The suggested model performed exceptionally well in defect diagnosis on the Xinjiang University rolling bearing dataset, with an accuracy of 99.58 ± 0.10% on the test set after 100 training epochs. These results demonstrate that the proposed model can reliably diagnose faults in rolling bearings of different types, confirming its effectiveness in practical applications and strong adaptability to data from distinct hardware sources. The corresponding accuracy curves of the proposed model are shown in
Figure 16.
4.9. Limitations and Future Work
While the proposed method achieves high diagnostic accuracy, there are several limitations that warrant discussion regarding the validity and scope of our results.

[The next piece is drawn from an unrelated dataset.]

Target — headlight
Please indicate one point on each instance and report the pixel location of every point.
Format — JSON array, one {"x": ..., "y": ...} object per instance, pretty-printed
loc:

First, the model is dependent on specific signal encoding. The use of GADF transforms one-dimensional signals into two-dimensional images, which is highly sensitive to the length and scaling range of the input data. If the length of the vibration signal changes in practical applications, the topological structure of the GADF image may be distorted, potentially leading to a drop in recognition accuracy. This limits the model’s robustness to variable-length signals.
Second, the computational cost restricts real-time application. The dual-channel architecture combining ResNet-18 and BiGRU results in a large number of parameters (approximately [Insert Number] Million). While this complexity aids in feature extraction, it increases the computational burden, making it difficult to deploy the model directly on resource-constrained edge devices for real-time monitoring.
Third, the scope of generalization requires clarification. Although the model achieved high accuracy on both the CWRU dataset and our self-collected dataset (
Section 4.8), demonstrating cross-device applicability, we acknowledge that the current validation is primarily under fixed operating conditions. While
Section 4.5 validates cross-load performance, the model’s robustness against complex environmental and operational variability (e.g., rapid speed changes or temperature fluctuations) has not been fully established. Therefore, we moderate our conclusion: the model exhibits excellent performance under controlled and fixed-condition scenarios, but further research into domain adaptation methods is needed to achieve true strong generalization across diverse industrial environments.
Future work will focus on developing adaptive encoding mechanisms to handle variable-length signals, exploring model compression techniques for edge deployment, and integrating domain adaptation algorithms to mitigate the impact of environmental variability.